64th ISI World Statistics Congress - Ottawa, Canada

64th ISI World Statistics Congress - Ottawa, Canada

A Neutral Zone Classifier for Three Classes with an Application to Text Mining

Author

DR
Daniel Jeske

Co-author

  • D
    Dylan Friel
  • Y
    Yunzhe Li
  • B
    Benjamin Ellis
  • H
    Herbie Lee
  • P
    Philip Kass

Conference

64th ISI World Statistics Congress - Ottawa, Canada

Format: IPS Abstract

Keywords: classification, text analysis

Session: IPS 421 - Data Science in Statistics: methodological and applied issues

Thursday 20 July 10 a.m. - noon (Canada/Eastern)

Abstract

A classifier may be limited by its conditional misclassification rates more than by the achievable overall misclassification rate. In the case that one or more of the misclassification rates are high a neutral zone may be introduced to lower, and possibly balance, conditional misclassification rates. In this talk we discuss a novel neutral zone for classifiers for three classes and examine some of its properties.
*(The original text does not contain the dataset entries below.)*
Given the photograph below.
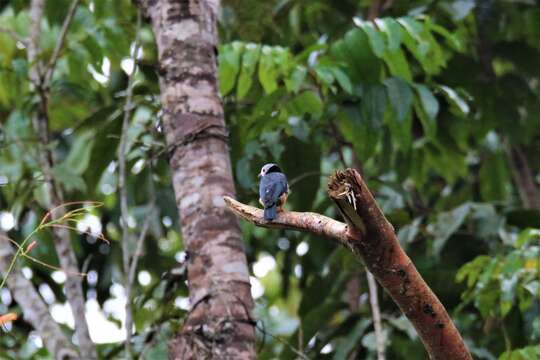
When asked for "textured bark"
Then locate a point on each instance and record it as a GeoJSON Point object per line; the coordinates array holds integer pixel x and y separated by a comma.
{"type": "Point", "coordinates": [34, 310]}
{"type": "Point", "coordinates": [66, 255]}
{"type": "Point", "coordinates": [219, 325]}
{"type": "Point", "coordinates": [370, 236]}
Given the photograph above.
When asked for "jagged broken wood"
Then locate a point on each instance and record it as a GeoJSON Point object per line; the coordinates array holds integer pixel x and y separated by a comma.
{"type": "Point", "coordinates": [369, 235]}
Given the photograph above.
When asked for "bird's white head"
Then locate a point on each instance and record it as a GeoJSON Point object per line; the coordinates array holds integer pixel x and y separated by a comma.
{"type": "Point", "coordinates": [269, 168]}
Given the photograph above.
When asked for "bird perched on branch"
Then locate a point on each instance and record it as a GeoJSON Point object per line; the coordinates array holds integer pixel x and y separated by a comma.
{"type": "Point", "coordinates": [273, 190]}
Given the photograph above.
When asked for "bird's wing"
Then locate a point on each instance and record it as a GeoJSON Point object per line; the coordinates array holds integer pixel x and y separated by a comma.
{"type": "Point", "coordinates": [272, 186]}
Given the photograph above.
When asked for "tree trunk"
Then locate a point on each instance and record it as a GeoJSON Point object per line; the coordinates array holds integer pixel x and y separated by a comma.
{"type": "Point", "coordinates": [219, 325]}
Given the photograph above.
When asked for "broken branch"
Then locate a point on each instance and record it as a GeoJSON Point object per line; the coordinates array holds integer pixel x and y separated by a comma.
{"type": "Point", "coordinates": [370, 236]}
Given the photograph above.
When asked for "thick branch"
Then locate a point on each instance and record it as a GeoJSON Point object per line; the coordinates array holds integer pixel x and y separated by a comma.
{"type": "Point", "coordinates": [34, 310]}
{"type": "Point", "coordinates": [371, 237]}
{"type": "Point", "coordinates": [302, 221]}
{"type": "Point", "coordinates": [376, 315]}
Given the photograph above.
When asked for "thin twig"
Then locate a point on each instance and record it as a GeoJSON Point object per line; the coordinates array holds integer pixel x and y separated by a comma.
{"type": "Point", "coordinates": [372, 239]}
{"type": "Point", "coordinates": [14, 35]}
{"type": "Point", "coordinates": [122, 149]}
{"type": "Point", "coordinates": [49, 71]}
{"type": "Point", "coordinates": [376, 314]}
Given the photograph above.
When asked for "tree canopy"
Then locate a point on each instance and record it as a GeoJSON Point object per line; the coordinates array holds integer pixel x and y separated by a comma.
{"type": "Point", "coordinates": [436, 103]}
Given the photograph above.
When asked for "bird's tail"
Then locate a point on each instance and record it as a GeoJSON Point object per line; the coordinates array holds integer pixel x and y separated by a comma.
{"type": "Point", "coordinates": [270, 213]}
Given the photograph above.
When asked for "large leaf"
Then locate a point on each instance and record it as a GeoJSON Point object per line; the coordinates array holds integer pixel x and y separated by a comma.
{"type": "Point", "coordinates": [400, 96]}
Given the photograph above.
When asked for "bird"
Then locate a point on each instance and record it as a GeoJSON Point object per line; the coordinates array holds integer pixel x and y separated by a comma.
{"type": "Point", "coordinates": [273, 190]}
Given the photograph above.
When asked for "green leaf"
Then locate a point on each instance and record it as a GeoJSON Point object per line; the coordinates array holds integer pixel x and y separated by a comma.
{"type": "Point", "coordinates": [392, 30]}
{"type": "Point", "coordinates": [80, 152]}
{"type": "Point", "coordinates": [428, 101]}
{"type": "Point", "coordinates": [400, 96]}
{"type": "Point", "coordinates": [307, 102]}
{"type": "Point", "coordinates": [494, 178]}
{"type": "Point", "coordinates": [526, 236]}
{"type": "Point", "coordinates": [447, 224]}
{"type": "Point", "coordinates": [373, 106]}
{"type": "Point", "coordinates": [397, 64]}
{"type": "Point", "coordinates": [325, 74]}
{"type": "Point", "coordinates": [344, 346]}
{"type": "Point", "coordinates": [69, 179]}
{"type": "Point", "coordinates": [268, 73]}
{"type": "Point", "coordinates": [229, 65]}
{"type": "Point", "coordinates": [455, 99]}
{"type": "Point", "coordinates": [249, 63]}
{"type": "Point", "coordinates": [375, 38]}
{"type": "Point", "coordinates": [508, 294]}
{"type": "Point", "coordinates": [343, 80]}
{"type": "Point", "coordinates": [359, 132]}
{"type": "Point", "coordinates": [356, 52]}
{"type": "Point", "coordinates": [426, 107]}
{"type": "Point", "coordinates": [295, 81]}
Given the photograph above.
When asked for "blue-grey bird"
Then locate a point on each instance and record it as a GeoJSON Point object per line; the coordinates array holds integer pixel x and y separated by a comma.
{"type": "Point", "coordinates": [273, 190]}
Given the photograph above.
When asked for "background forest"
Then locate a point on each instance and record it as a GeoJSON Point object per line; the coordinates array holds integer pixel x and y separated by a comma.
{"type": "Point", "coordinates": [437, 103]}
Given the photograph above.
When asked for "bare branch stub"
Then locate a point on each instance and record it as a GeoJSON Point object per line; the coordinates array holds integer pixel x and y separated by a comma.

Our application is around the analysis of student evaluations of teaching. While the use of numerical Likert Scale response data has been fervently discussed in the literature, comparatively little attention has been given to how written comments could be used to provide a fuller story of student satisfaction.
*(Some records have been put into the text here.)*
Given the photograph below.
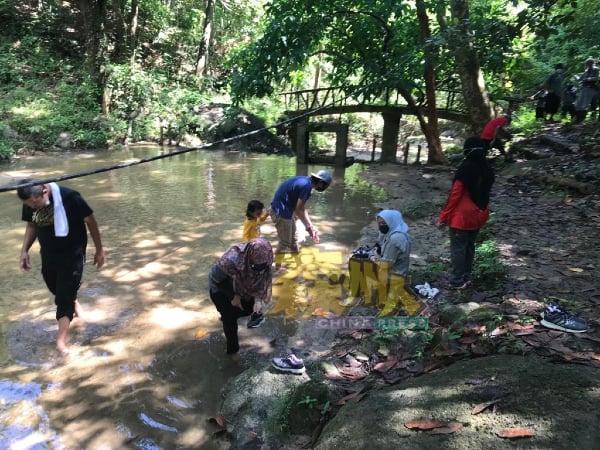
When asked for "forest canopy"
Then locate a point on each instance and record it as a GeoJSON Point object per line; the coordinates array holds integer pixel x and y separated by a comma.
{"type": "Point", "coordinates": [111, 71]}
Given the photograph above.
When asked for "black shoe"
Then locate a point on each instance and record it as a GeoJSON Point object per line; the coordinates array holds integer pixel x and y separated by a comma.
{"type": "Point", "coordinates": [557, 318]}
{"type": "Point", "coordinates": [256, 320]}
{"type": "Point", "coordinates": [290, 363]}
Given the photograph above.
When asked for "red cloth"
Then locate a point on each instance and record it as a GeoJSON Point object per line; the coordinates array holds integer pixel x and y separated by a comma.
{"type": "Point", "coordinates": [460, 212]}
{"type": "Point", "coordinates": [490, 127]}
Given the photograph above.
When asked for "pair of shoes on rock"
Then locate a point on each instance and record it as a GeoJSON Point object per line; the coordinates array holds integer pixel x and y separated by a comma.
{"type": "Point", "coordinates": [290, 364]}
{"type": "Point", "coordinates": [461, 286]}
{"type": "Point", "coordinates": [349, 301]}
{"type": "Point", "coordinates": [558, 318]}
{"type": "Point", "coordinates": [256, 320]}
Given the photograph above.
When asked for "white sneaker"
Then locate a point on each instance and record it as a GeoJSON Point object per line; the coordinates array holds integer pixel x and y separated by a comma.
{"type": "Point", "coordinates": [290, 363]}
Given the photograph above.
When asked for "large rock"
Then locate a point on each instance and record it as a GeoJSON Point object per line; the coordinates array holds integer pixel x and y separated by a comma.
{"type": "Point", "coordinates": [559, 403]}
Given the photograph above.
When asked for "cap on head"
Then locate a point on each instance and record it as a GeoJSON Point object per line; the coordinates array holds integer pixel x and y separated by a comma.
{"type": "Point", "coordinates": [323, 175]}
{"type": "Point", "coordinates": [473, 142]}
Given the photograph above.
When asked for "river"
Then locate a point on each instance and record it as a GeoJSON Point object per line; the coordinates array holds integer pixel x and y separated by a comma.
{"type": "Point", "coordinates": [147, 367]}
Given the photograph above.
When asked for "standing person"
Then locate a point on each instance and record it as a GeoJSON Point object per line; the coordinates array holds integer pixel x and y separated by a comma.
{"type": "Point", "coordinates": [553, 86]}
{"type": "Point", "coordinates": [289, 204]}
{"type": "Point", "coordinates": [494, 133]}
{"type": "Point", "coordinates": [467, 209]}
{"type": "Point", "coordinates": [391, 260]}
{"type": "Point", "coordinates": [57, 217]}
{"type": "Point", "coordinates": [239, 283]}
{"type": "Point", "coordinates": [255, 215]}
{"type": "Point", "coordinates": [589, 89]}
{"type": "Point", "coordinates": [540, 105]}
{"type": "Point", "coordinates": [568, 101]}
{"type": "Point", "coordinates": [394, 241]}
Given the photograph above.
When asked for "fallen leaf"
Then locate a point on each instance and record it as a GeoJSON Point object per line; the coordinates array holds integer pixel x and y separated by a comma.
{"type": "Point", "coordinates": [512, 433]}
{"type": "Point", "coordinates": [219, 420]}
{"type": "Point", "coordinates": [201, 333]}
{"type": "Point", "coordinates": [424, 424]}
{"type": "Point", "coordinates": [386, 365]}
{"type": "Point", "coordinates": [483, 406]}
{"type": "Point", "coordinates": [448, 429]}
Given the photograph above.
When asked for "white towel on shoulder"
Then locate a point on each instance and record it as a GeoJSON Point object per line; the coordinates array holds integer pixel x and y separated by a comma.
{"type": "Point", "coordinates": [61, 225]}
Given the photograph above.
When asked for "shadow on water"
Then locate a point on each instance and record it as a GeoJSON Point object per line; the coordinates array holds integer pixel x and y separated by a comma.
{"type": "Point", "coordinates": [147, 366]}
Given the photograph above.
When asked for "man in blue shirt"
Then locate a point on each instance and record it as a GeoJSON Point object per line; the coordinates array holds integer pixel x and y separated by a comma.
{"type": "Point", "coordinates": [289, 204]}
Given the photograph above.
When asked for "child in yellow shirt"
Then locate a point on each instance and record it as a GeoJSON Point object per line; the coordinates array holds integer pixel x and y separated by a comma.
{"type": "Point", "coordinates": [255, 215]}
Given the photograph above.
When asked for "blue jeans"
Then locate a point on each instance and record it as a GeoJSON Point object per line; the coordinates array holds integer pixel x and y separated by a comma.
{"type": "Point", "coordinates": [462, 254]}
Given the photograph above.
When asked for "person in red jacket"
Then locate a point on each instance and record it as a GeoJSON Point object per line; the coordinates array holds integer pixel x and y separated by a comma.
{"type": "Point", "coordinates": [494, 135]}
{"type": "Point", "coordinates": [467, 209]}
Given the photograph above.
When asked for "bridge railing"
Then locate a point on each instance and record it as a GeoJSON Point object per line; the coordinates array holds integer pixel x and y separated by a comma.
{"type": "Point", "coordinates": [307, 99]}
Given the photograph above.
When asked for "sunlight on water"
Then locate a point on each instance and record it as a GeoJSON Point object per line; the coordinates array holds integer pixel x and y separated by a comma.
{"type": "Point", "coordinates": [149, 362]}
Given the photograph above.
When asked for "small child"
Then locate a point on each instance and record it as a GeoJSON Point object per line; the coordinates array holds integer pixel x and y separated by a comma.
{"type": "Point", "coordinates": [255, 215]}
We show how our neutral zone classifier can work in this setting by labeling the individual comments as reflecting a positive, mixed, or negative overall experience in the class, and then adopting a neutral zone for comments where the evidence for one of the three labels is not sufficiently strong. The proportions of comments within a given course that are positive, mixed, or negative can then be determined as a summary statistic for what could otherwise be a large corpus of text comments that might not be read. In addition, we analyze the distributions of comments that are positive/mixed/negative across gender and ethnicity groups to examine any potential differences that might parallel differences that have been found in the analyses of the numerical Likert Scale questions.